Son gecemde yine hep birlikte yemek yapıp kocaman bir sofra kurduk. Geceyi muhabbetler, kucaklaşmalar ve kahkahalarla bitirdik. Ertesi gün, River Inn’de kalanlar erkenden tarlaya işe gitti, ben de son kontrolleri yapıp ‘mutluluklar da hüzünler de anlardan ibaret!’ diye kendime hatırlatarak yola koyuldum. Vira Nelson gölü ve ardından Doğu Yakası! İlk gün, Nelson’da birkaç saat mola verdikten sonra, öğlene doğru gölün kenarına konumlanmış kamp alanına ulaştım.
Yeni Zelanda’da Kamp Yapmak
Öncelikle Yeni Zelanda’nın herhangi bir yerinde kamp yapabilirim hayalini unutun! Binek araçla ücretsiz kamp yapmak, Yeni Zelanda’da yasal değil! Ülke genelinde çoğu yerde ücretsiz kamp yapmak yasaklanmış. Bunun yerine, uygun kamp alanlarını tercih etmeli ve çoğu kamp alanından kamp yapmak için rezervasyon yapmanız gerekiyor. Yeni Zelanda’da eğer karavanınız ile kamp yapıyorsanız ücretsiz alanlar bulmak daha kolay. Ancak benim gibi binek aracıyla seyahat edenler için ücretsiz kamp alanları oldukça kısıtlı.

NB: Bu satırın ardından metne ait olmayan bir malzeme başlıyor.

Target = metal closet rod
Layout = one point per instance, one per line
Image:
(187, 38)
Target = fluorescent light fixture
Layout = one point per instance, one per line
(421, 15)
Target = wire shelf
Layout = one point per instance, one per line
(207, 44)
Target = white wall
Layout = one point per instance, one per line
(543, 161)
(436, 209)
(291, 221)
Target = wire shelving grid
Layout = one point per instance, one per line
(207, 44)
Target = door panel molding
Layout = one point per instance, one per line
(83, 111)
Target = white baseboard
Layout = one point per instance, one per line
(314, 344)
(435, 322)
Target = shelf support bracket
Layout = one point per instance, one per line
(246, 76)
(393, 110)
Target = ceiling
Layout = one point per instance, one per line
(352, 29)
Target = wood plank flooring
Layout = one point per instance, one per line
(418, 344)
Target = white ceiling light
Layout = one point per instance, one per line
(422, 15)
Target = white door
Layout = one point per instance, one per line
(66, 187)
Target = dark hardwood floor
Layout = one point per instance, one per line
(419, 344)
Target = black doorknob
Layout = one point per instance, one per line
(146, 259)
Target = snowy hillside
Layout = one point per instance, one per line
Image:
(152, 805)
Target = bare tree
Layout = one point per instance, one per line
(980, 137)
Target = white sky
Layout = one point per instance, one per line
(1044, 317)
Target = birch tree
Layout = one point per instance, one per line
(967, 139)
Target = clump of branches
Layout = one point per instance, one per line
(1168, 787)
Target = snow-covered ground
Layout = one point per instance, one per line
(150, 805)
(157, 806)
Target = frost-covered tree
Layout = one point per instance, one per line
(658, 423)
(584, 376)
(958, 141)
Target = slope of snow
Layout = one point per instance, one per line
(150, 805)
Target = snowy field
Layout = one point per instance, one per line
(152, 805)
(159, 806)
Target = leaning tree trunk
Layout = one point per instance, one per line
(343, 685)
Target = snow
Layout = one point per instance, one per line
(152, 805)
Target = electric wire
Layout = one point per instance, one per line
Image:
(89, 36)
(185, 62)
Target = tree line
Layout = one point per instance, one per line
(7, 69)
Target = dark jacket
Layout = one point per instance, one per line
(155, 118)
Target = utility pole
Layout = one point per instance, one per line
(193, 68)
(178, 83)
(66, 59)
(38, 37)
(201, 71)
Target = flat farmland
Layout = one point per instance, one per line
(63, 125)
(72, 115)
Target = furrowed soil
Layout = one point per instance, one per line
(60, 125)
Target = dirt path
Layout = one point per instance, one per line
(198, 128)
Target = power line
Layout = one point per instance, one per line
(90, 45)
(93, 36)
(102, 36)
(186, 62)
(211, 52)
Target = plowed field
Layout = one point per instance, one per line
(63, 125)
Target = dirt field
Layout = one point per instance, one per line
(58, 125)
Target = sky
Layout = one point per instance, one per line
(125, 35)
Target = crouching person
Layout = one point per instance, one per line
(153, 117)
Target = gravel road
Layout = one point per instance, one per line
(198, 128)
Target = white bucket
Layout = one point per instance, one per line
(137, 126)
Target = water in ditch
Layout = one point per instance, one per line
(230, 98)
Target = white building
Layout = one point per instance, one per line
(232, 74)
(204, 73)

Bunun en büyük nedeni de aracınızın içinde seyyar bir tuvalete sahip olmamanız. Yeni Zelanda hükümeti doğada herhangi bir yere işemenizi istemiyor, hatta eğer doğaya işerken yakalanırsanız bunun cezası dahi var. Ben işerken hiç yakalandım mı? Genelde yol boyunca sadece koyun ve inekleri gördüğüm için hiç problem olmadı.
Kamp alanları ise ister devlete ait, ister özel olsun, oldukça temiz ve düzenli. Her kamp alanında kaynatmak suretiyle kullanabileceğiniz su bulabiliyorsunuz. Tuvaletler zaten kesin olarak her kamp alanında var. Bazı kamp alanlarında yağmur veya soğuktan korunabileceğiniz ufak kulübeler yapmışlar, buralarda kendi kamp malzemelerinizle yemeğinizi hazırlayabiliyorsunuz. Yeni Zelanda’daki kamp yerlerine, ücretlerine, kamp yerlerindeki olanaklara, hatta yürüyüş rotalarına ve bu yürüyüş rotalarında konaklayabileceğiniz kulübülere https://www.doc.govt.nz/ sitesinden ulaşabiliyorsunuz.

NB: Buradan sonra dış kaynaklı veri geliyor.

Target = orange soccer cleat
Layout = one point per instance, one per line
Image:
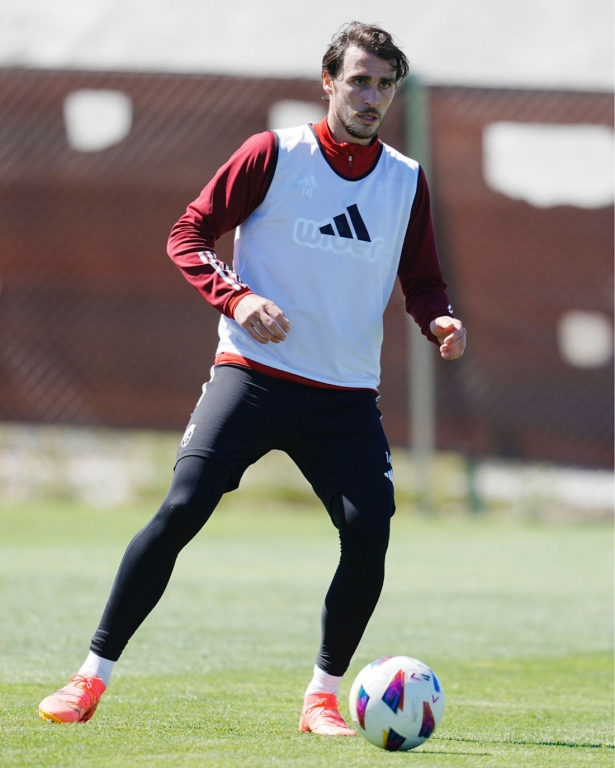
(321, 715)
(76, 702)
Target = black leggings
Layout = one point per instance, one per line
(361, 514)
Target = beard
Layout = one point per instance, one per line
(358, 131)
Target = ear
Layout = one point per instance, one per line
(327, 83)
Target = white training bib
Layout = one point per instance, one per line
(326, 250)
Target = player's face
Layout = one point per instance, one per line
(359, 96)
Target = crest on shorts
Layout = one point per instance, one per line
(187, 435)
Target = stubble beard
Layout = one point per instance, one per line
(356, 131)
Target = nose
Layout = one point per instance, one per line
(371, 96)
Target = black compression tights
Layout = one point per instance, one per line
(362, 515)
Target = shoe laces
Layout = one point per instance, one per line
(80, 681)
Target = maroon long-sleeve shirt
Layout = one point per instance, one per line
(240, 186)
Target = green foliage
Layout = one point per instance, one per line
(515, 617)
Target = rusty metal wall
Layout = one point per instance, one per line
(515, 270)
(98, 328)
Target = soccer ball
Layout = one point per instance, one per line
(396, 702)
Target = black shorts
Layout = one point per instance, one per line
(335, 437)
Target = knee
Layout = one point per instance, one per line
(362, 513)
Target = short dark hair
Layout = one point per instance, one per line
(369, 37)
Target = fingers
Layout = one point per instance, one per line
(454, 345)
(263, 320)
(451, 336)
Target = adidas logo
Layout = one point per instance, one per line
(343, 227)
(345, 234)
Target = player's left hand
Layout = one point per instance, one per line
(451, 336)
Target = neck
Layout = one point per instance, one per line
(341, 135)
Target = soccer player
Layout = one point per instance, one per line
(327, 217)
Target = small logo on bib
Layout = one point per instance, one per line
(187, 435)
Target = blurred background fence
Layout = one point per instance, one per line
(97, 328)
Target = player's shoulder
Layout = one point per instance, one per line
(395, 157)
(289, 138)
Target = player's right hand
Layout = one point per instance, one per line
(263, 320)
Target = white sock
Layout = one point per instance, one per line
(96, 665)
(323, 682)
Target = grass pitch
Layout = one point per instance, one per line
(516, 618)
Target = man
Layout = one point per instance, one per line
(327, 217)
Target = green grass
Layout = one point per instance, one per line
(516, 618)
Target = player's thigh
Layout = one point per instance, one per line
(232, 423)
(344, 445)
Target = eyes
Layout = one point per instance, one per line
(363, 81)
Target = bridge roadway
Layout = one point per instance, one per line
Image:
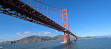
(26, 12)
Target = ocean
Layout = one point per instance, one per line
(97, 43)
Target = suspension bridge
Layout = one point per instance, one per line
(38, 12)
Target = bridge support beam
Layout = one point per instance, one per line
(65, 24)
(65, 37)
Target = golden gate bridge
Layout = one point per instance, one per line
(38, 12)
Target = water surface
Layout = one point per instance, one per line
(98, 43)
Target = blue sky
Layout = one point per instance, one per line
(86, 18)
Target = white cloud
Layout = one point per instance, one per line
(42, 33)
(24, 33)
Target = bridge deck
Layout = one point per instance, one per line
(23, 11)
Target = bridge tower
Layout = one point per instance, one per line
(65, 23)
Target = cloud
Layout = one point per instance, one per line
(24, 33)
(42, 33)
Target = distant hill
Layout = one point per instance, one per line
(42, 39)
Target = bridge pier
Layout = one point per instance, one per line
(65, 37)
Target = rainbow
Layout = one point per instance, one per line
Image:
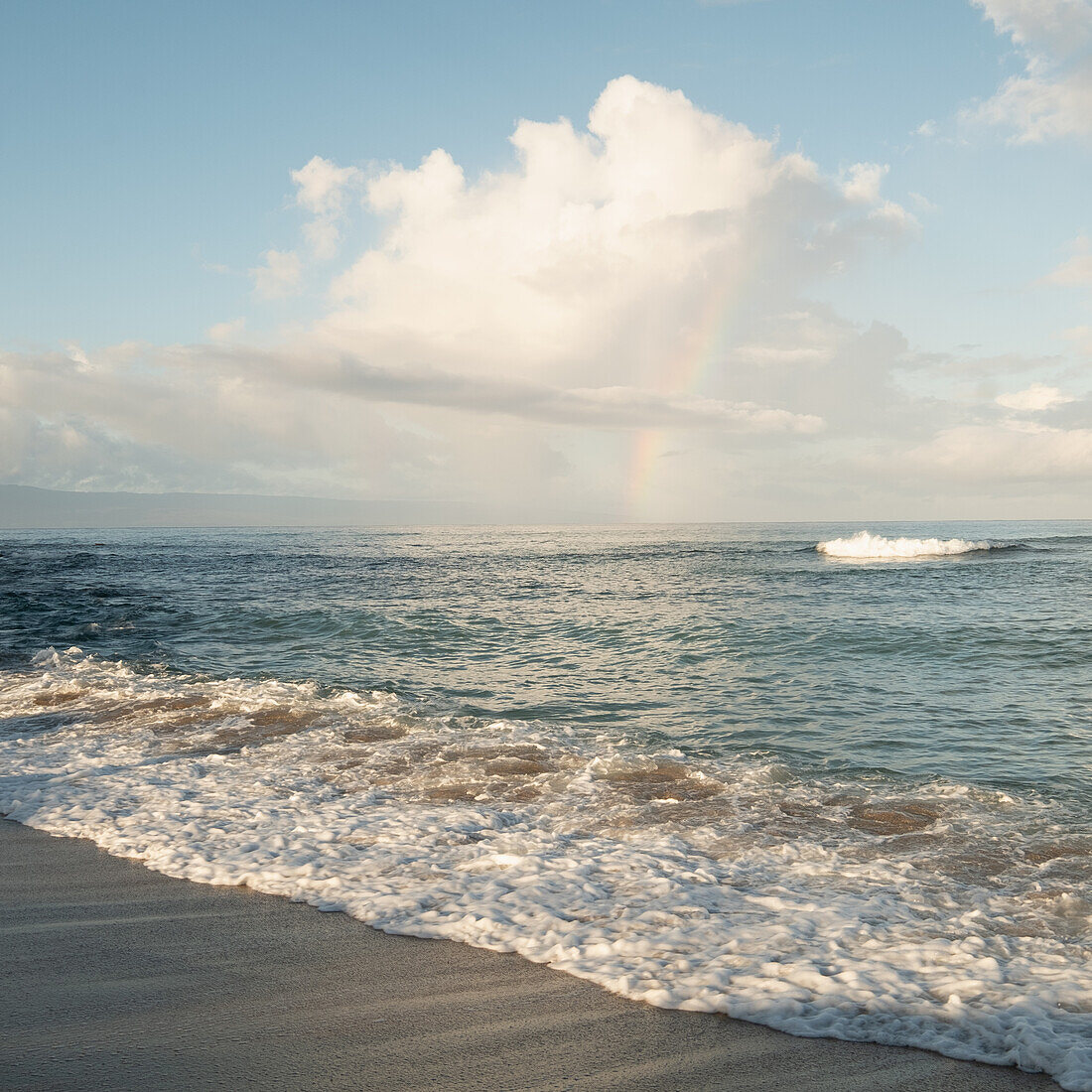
(684, 372)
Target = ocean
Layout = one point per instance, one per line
(832, 782)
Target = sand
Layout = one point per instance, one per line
(118, 978)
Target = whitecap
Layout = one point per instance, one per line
(866, 546)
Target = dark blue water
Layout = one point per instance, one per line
(723, 639)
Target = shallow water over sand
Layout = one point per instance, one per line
(709, 767)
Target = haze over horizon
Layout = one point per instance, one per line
(653, 261)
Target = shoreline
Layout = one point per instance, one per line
(122, 978)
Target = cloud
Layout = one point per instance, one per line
(863, 184)
(603, 250)
(324, 189)
(1052, 96)
(226, 331)
(1035, 399)
(1009, 452)
(279, 275)
(524, 341)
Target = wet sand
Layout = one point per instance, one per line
(118, 978)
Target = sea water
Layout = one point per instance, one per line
(831, 779)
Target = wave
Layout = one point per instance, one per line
(864, 545)
(934, 915)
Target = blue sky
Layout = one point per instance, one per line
(146, 157)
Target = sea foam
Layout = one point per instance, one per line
(866, 546)
(936, 915)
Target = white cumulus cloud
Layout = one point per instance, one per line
(1052, 96)
(1034, 399)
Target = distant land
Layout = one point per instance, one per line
(28, 506)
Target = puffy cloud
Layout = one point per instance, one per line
(1011, 452)
(227, 331)
(1034, 399)
(279, 275)
(618, 325)
(604, 250)
(863, 183)
(324, 189)
(1052, 96)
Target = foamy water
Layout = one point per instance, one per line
(945, 916)
(709, 767)
(865, 546)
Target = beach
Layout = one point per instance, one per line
(120, 978)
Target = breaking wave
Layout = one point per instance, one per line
(864, 546)
(936, 915)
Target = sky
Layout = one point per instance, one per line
(609, 260)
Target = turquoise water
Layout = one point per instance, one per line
(722, 637)
(708, 766)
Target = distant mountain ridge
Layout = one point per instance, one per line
(25, 506)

Nelson kamp alanına geldikten sonra ilk işim bilgi merkezine gidip aracımın kaydını yaptırmak ve kamp ücretini ödemek oldu. Aynı zamanda, kamp alanlarındaki bilgi merkezlerinden 1 haftalık hava durumunu ve yürüyüş yapmak istediğiniz rotaların yol durumlarını öğrenebilirsiniz. Yeni Zelanda’da çok fazla deprem olduğundan dolayı, bu depremler doğa yürüyüşü rotalarında hasarlara yol açabiliyor, yolu kontrol etmezseniz de yürüdüğünüz rotayı geri dönmek zorunda kalabilirsiniz.
Aracımı kamp alanına park edip gölün çevresinde yürüyüş yaptım ve buz gibi suda yüzdükten sonra güneş batmasına yakın yemeğimi yapıp erkenden yatağa girdim. Yarın hava yağmurlu gösteriyor ancak benim hala Angelus Hut’a yürümek için umudum var.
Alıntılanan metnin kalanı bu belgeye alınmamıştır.